To finish up the discussion of sensitive periods, I will turn to the fourth period that Montessori identified in the young child. It is the sensitive period for order. This, to me, is one of the more fascinating. It is a strong part of the human tendency to orient oneself to one's environment, assists with the creation of abstractions, and runs contrary to many of our assumptions about children. (A child, orderly?)

In her various writings about development, society and education, Montessori tells a number of anecdotes in which children become extremely distressed and the adult cannot figure out why. In one, it is because a mother is carrying her coat on her arm instead of wearing it. In another, it is because someone has opened an umbrella inside the house. When she was observing the children in her first Casa de Bambini, Montessori questioned some children who were carefully moving and rearranging a table. They told her that it had formerly been in a spot right under the lamp and had been moved, so they were trying to put it back in its original position.

Montessori concluded that order must be essential to the child. If we think about it, it makes perfect sense. The child has come into a totally alien world and must orient himself to every aspect of it. He is working to understand the rules and categories that will help him make sense of it all. Routines, a neatly organized environment, boundaries, consistency - these provide both security and a basis for understanding.

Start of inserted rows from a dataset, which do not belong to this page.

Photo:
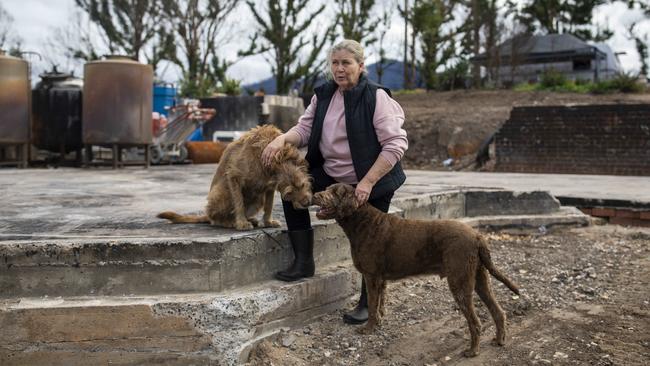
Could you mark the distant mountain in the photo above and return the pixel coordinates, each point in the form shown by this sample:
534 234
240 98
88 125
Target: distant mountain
392 78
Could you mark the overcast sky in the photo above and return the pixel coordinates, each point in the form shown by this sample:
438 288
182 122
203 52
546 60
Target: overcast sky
36 20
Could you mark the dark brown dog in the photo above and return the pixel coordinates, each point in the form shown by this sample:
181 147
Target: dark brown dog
386 247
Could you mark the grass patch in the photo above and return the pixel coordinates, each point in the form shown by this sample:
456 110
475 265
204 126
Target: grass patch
554 81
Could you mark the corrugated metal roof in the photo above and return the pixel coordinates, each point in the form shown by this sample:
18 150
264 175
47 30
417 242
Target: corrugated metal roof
550 43
530 48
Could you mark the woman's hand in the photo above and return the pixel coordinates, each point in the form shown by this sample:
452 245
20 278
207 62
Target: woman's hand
362 192
271 150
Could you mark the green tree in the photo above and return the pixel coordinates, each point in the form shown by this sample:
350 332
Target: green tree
564 16
281 36
128 26
196 27
406 11
641 43
480 31
357 21
431 21
383 62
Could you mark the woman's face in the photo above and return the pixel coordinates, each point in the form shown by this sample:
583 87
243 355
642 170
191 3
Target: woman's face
346 69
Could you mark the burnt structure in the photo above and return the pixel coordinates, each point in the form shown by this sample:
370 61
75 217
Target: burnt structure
14 111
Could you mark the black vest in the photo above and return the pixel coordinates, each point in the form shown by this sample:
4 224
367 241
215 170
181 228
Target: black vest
359 105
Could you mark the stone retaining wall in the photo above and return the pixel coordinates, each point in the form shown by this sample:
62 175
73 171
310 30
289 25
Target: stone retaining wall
596 139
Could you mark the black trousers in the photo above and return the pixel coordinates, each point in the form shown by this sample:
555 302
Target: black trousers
299 219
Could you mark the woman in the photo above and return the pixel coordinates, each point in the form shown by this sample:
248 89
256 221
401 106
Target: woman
352 130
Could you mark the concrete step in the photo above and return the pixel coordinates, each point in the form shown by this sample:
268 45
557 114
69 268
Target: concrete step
189 329
117 266
522 224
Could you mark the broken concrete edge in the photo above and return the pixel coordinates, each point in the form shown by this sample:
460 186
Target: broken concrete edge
526 224
605 203
151 268
119 250
202 264
234 321
457 204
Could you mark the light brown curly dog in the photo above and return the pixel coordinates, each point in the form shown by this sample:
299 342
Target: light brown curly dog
386 247
242 186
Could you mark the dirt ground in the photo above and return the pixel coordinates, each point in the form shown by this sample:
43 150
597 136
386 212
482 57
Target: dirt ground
454 124
585 301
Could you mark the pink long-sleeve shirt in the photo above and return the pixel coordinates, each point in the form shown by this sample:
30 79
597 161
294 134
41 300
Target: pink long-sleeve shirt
388 120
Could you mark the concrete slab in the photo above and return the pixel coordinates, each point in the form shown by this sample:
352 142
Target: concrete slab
195 329
69 203
70 232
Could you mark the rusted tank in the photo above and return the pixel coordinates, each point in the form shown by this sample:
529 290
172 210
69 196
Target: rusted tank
14 100
56 112
117 102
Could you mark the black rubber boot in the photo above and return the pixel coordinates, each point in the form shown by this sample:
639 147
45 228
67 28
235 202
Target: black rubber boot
302 242
359 314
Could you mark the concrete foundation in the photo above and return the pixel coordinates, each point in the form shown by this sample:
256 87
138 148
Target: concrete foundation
88 275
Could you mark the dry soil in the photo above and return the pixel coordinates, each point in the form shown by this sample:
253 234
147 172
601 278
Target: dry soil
585 301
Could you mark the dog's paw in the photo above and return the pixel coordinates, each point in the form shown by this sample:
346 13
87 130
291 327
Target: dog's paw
366 330
272 223
470 353
498 342
243 225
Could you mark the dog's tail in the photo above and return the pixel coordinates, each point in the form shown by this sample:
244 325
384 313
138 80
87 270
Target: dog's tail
486 260
183 219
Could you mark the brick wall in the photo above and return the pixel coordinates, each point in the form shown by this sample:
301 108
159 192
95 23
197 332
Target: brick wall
596 139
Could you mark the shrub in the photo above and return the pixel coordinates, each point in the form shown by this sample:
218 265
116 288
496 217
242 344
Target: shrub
230 87
552 78
626 82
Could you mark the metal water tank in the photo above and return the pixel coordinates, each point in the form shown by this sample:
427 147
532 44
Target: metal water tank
14 100
117 102
56 112
164 96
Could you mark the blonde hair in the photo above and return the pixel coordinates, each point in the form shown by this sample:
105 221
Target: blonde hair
350 45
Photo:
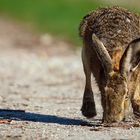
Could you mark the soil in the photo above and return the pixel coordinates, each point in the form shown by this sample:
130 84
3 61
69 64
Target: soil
41 89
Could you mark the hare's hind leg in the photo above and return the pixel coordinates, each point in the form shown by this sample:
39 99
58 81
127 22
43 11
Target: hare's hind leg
136 92
88 108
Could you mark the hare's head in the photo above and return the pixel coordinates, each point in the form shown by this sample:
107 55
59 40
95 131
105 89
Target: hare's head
116 87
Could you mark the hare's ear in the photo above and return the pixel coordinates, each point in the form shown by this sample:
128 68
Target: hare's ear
102 54
131 58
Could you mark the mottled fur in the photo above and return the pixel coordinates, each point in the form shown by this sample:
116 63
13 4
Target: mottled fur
116 28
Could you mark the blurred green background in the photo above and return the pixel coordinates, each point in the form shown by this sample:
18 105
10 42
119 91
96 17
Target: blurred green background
58 17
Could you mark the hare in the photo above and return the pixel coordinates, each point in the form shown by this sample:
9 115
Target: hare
111 51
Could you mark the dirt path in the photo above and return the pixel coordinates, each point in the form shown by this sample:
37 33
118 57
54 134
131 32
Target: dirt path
41 87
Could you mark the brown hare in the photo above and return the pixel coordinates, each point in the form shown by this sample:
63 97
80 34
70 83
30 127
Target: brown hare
111 51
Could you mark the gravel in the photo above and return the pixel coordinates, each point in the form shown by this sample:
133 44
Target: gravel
41 89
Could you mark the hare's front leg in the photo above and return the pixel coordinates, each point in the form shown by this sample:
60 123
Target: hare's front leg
88 108
136 92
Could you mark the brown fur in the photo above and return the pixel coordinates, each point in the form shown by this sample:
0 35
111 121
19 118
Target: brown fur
116 28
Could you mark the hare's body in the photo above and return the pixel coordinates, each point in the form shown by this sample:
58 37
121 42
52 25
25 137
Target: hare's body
106 35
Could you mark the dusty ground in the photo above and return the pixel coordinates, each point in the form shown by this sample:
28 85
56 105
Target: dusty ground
41 89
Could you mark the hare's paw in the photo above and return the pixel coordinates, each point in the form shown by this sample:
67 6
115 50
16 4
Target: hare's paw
88 108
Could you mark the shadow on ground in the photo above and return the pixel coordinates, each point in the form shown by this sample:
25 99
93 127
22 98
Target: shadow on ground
21 115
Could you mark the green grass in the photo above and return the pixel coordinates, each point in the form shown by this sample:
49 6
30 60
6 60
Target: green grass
58 17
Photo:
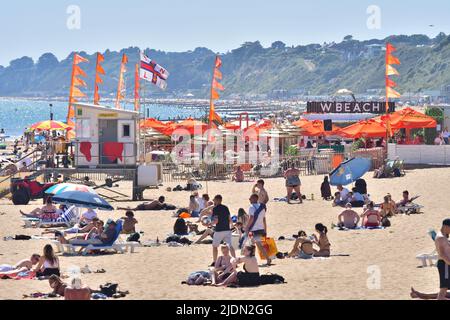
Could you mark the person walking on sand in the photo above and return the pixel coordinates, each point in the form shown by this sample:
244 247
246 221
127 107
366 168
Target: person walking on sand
443 250
348 218
257 225
221 219
262 193
293 183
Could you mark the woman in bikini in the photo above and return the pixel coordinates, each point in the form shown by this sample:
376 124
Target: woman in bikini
223 266
322 242
303 247
250 277
47 212
388 209
371 217
48 264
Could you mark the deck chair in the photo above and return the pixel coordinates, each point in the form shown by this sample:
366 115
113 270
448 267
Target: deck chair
429 258
69 218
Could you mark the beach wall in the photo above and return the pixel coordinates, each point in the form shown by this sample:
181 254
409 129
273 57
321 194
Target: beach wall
420 154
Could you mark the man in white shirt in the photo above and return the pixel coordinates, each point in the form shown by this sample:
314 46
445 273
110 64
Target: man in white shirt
257 225
344 193
88 216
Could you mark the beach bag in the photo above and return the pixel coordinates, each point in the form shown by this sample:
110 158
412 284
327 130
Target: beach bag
270 246
272 279
134 237
385 222
109 289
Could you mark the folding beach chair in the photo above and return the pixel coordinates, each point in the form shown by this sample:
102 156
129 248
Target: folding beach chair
68 219
116 244
429 258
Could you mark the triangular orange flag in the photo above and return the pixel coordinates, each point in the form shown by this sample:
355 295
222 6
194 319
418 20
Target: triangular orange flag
217 74
217 85
392 60
390 83
79 82
391 93
98 79
391 71
100 69
390 48
215 95
76 93
79 59
77 71
218 62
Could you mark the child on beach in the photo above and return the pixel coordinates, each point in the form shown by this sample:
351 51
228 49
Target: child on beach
129 223
322 242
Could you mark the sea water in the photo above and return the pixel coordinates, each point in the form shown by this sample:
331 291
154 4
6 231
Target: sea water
18 114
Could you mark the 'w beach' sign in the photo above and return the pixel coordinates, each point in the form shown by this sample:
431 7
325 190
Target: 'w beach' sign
349 107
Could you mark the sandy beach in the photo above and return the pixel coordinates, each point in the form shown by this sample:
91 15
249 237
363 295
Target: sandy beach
157 273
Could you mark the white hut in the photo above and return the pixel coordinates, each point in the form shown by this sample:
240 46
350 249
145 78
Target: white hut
105 137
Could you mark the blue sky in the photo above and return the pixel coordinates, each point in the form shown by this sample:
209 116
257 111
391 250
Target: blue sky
32 28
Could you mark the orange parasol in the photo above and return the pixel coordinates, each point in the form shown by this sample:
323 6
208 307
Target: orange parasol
317 128
50 125
408 119
365 129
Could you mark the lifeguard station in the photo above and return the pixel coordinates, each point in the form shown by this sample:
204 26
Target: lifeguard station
106 149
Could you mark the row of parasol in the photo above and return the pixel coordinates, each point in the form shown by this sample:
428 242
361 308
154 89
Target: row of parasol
373 128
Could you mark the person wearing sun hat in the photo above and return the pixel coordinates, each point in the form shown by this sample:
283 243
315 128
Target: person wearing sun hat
443 249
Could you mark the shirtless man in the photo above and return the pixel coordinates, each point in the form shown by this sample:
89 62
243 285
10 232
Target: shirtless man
149 206
261 192
24 265
443 250
293 183
348 218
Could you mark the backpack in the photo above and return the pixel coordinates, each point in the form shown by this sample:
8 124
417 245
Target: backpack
272 279
109 289
134 237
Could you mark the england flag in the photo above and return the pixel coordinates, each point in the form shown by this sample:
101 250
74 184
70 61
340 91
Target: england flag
153 72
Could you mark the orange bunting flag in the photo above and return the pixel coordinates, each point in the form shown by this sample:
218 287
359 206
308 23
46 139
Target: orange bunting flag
391 71
79 82
214 95
217 74
98 80
214 118
77 59
77 71
217 85
75 92
390 83
121 86
137 86
391 93
392 60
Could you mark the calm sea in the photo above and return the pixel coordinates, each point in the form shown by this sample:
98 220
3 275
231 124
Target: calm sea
18 114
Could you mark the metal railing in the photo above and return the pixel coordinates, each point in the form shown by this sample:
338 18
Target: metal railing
311 162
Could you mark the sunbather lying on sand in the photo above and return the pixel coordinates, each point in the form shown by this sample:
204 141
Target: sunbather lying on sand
153 205
223 266
75 230
348 218
96 239
21 266
250 277
426 296
303 247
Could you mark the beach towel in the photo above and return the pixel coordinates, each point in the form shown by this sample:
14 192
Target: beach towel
85 149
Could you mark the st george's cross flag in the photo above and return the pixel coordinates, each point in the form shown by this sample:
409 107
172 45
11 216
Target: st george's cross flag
153 72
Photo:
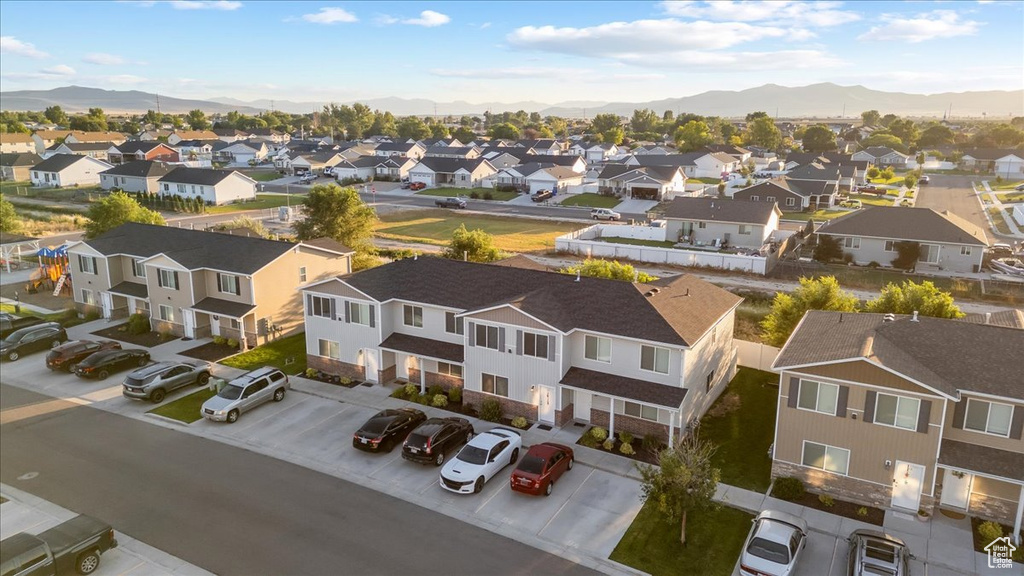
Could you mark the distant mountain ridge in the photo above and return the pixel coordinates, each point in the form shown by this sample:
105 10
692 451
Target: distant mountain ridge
822 100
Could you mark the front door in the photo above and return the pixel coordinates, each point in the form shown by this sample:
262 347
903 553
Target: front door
907 481
956 489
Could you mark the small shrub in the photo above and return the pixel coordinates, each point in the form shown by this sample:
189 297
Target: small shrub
788 488
491 410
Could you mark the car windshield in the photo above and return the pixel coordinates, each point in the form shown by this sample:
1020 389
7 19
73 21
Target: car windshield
473 455
772 551
230 392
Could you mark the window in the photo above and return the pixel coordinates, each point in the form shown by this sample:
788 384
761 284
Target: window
486 336
988 417
168 279
897 411
454 324
330 350
498 385
826 458
598 348
413 316
818 397
453 370
654 359
535 344
640 411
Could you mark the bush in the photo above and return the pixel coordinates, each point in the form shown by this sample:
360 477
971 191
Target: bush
491 410
788 488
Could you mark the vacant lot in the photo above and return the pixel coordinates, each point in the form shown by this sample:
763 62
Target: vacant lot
435 227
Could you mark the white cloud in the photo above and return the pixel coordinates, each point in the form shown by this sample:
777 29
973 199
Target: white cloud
927 26
11 45
331 15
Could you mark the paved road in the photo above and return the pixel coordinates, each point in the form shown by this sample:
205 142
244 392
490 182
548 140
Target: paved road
235 511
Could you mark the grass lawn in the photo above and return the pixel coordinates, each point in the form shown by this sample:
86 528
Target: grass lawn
592 201
741 423
713 542
262 201
274 354
184 409
451 192
435 227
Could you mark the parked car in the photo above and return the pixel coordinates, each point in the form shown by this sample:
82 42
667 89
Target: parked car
245 393
153 382
386 428
72 546
434 439
604 214
480 459
877 552
71 353
541 467
32 338
773 544
102 364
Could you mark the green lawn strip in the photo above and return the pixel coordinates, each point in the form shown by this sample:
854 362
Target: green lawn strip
714 540
273 354
742 429
184 409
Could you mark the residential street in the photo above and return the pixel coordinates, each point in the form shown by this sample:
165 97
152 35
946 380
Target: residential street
235 511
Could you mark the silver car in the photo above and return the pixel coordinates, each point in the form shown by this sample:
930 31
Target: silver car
154 381
245 393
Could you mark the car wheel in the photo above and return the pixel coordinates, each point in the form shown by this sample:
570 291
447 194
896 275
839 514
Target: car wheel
87 563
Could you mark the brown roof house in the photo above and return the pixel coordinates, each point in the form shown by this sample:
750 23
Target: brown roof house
199 284
548 346
904 413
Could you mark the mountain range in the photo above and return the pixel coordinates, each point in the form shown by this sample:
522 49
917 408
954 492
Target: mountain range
821 100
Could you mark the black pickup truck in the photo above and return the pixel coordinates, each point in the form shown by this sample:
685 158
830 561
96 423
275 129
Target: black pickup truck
69 547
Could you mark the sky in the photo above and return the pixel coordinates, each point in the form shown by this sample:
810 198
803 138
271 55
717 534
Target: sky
507 51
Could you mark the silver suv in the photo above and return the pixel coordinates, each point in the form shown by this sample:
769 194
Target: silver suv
245 393
154 381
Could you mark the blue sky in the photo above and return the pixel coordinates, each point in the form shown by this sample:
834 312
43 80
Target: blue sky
507 51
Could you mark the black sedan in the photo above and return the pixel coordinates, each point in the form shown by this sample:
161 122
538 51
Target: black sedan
102 364
386 428
433 440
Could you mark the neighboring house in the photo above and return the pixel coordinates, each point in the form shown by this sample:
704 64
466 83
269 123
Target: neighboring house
947 241
548 346
212 187
455 172
68 169
200 284
734 222
16 166
903 412
137 175
792 196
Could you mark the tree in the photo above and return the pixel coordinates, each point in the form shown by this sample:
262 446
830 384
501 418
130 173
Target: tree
683 481
611 270
473 245
818 138
116 209
813 293
909 297
337 212
694 135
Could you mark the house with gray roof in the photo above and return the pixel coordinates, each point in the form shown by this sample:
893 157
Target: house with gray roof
548 346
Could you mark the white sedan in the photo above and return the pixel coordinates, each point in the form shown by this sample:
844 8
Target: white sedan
479 460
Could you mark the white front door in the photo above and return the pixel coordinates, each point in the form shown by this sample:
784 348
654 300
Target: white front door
546 405
907 481
956 489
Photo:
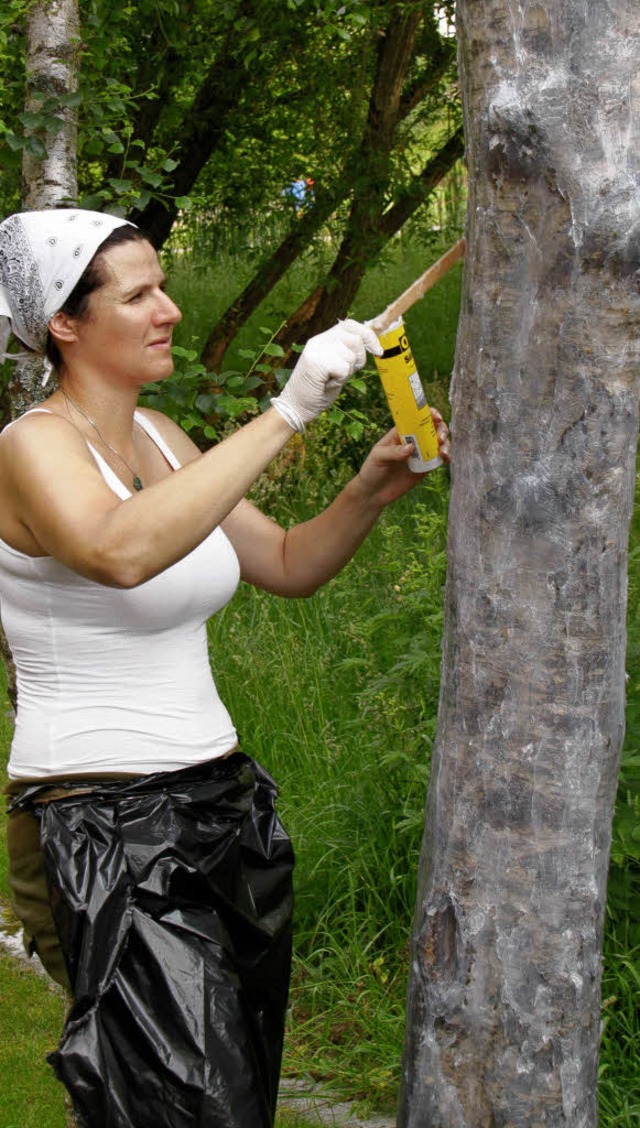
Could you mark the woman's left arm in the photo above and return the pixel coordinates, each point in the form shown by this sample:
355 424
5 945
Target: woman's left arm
296 562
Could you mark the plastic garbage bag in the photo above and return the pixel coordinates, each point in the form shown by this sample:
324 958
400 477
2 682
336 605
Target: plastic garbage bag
172 896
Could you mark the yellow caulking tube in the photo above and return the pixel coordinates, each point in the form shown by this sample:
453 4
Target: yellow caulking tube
405 397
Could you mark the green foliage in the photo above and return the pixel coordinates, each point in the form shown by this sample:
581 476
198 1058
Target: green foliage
202 402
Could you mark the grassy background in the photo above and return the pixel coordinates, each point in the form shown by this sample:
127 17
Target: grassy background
338 697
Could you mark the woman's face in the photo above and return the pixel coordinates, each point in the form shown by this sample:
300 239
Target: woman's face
126 331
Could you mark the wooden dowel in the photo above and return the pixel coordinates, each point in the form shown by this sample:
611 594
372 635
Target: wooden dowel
418 289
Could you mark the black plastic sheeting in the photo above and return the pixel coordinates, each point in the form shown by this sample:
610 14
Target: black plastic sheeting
172 896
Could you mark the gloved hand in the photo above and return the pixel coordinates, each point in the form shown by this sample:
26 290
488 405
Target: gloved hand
326 362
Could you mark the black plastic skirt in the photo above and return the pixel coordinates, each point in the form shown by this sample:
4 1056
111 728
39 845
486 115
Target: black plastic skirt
172 898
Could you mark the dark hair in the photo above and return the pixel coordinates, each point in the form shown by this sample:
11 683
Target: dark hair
90 280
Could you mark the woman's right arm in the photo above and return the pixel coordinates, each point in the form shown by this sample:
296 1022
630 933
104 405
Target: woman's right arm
64 503
60 499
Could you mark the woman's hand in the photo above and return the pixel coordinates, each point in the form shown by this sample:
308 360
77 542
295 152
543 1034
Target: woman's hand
325 364
385 473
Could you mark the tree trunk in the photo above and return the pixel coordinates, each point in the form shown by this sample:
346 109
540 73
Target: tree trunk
52 67
50 166
49 179
503 996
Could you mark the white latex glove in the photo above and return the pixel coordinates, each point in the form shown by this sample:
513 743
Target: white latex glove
326 362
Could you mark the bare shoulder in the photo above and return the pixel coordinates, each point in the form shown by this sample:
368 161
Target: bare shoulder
29 430
183 447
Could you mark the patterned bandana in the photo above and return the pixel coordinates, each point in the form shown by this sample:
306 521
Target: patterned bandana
42 257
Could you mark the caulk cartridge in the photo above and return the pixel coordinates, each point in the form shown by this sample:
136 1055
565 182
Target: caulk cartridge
406 399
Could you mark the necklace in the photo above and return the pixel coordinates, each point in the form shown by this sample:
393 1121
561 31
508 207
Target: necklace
134 473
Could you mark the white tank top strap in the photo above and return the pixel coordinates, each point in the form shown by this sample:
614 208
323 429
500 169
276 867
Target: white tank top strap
156 437
110 476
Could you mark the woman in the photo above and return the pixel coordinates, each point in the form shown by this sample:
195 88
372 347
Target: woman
167 871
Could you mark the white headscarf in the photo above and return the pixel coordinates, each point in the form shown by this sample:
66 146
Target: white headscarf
43 254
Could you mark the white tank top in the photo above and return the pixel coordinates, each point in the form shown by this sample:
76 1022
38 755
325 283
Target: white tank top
115 680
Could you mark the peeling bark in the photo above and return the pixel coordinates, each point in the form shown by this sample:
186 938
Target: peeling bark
52 68
503 997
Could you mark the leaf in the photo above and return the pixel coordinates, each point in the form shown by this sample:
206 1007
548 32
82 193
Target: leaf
34 146
205 402
154 178
120 186
186 353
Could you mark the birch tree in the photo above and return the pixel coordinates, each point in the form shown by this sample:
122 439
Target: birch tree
503 999
50 170
50 156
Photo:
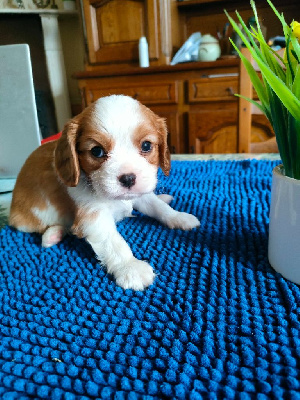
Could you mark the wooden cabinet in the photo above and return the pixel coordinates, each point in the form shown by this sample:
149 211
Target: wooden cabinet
113 29
201 111
197 99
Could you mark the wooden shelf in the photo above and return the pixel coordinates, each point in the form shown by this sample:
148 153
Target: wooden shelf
192 3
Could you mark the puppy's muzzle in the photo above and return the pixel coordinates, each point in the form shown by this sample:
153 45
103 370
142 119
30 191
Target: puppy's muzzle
127 180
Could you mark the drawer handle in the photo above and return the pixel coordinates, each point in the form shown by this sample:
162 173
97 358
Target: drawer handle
230 91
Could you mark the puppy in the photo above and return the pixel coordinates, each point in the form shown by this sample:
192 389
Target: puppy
104 165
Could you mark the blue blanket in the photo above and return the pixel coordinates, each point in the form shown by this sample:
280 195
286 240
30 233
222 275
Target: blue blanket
218 322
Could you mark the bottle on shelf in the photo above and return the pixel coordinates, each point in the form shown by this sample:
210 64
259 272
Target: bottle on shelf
143 52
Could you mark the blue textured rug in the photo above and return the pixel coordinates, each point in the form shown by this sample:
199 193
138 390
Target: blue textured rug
218 323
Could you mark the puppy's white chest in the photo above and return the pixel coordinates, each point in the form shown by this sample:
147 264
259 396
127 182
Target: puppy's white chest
121 209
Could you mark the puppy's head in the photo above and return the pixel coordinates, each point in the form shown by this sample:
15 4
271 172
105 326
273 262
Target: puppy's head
117 144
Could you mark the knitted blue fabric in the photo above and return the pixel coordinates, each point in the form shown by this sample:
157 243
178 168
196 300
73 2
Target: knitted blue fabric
218 322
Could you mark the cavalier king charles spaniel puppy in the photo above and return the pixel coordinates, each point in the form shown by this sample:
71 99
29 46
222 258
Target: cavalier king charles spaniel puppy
103 166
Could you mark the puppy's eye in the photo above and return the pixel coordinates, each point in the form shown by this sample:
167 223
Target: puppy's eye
98 152
146 147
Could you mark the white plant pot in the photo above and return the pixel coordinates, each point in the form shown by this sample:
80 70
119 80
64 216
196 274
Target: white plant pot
284 227
69 5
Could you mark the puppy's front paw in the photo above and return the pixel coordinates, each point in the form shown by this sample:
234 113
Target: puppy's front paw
183 221
136 275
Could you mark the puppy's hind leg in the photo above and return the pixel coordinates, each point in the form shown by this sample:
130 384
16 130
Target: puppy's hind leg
53 235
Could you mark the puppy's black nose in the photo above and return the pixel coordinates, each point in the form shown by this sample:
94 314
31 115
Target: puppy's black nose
127 180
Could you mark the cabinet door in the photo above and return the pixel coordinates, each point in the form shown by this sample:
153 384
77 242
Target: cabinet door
213 129
113 29
175 142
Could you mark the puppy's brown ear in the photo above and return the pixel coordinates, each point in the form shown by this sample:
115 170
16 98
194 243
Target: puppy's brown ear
66 159
164 154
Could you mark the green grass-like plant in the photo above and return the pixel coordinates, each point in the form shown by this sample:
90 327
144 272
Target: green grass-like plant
279 89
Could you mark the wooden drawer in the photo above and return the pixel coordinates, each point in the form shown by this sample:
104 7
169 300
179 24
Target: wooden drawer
212 89
152 93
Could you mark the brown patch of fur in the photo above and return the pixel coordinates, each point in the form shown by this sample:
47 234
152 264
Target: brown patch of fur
37 182
159 127
86 142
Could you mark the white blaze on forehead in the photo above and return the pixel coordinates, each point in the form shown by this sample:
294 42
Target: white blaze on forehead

I was so grateful to know about this need for order before Alex arrived. It enabled me to think carefully about his room arrangement so that it could be a stable, comforting environment for him right from the start. A few short months later, I was surprised at just how stable he wanted that environment to be.

Before he was born, I had placed a couple of photographs on the wall beside his bed. In his early weeks, these became a favorite focal point of his and we noticed that when he was tired of being handled, he enjoyed lying in his bed staring at these pictures. One day, I thought to myself that he might like some variety, so I added another picture to the wall. That day, when I placed him in his bed, he fussed and fussed. I noticed that his gaze was directed at the new picture. Hmm, I thought to myself, maybe I have thrown his world into a tailspin by adding this new element to a formerly predicatable and comforting place. I began to imagine myself in his position - waking up and suddenly noticing this new, bright picture where it had never been before. I removed the picture and the fussing stopped. It was amazing.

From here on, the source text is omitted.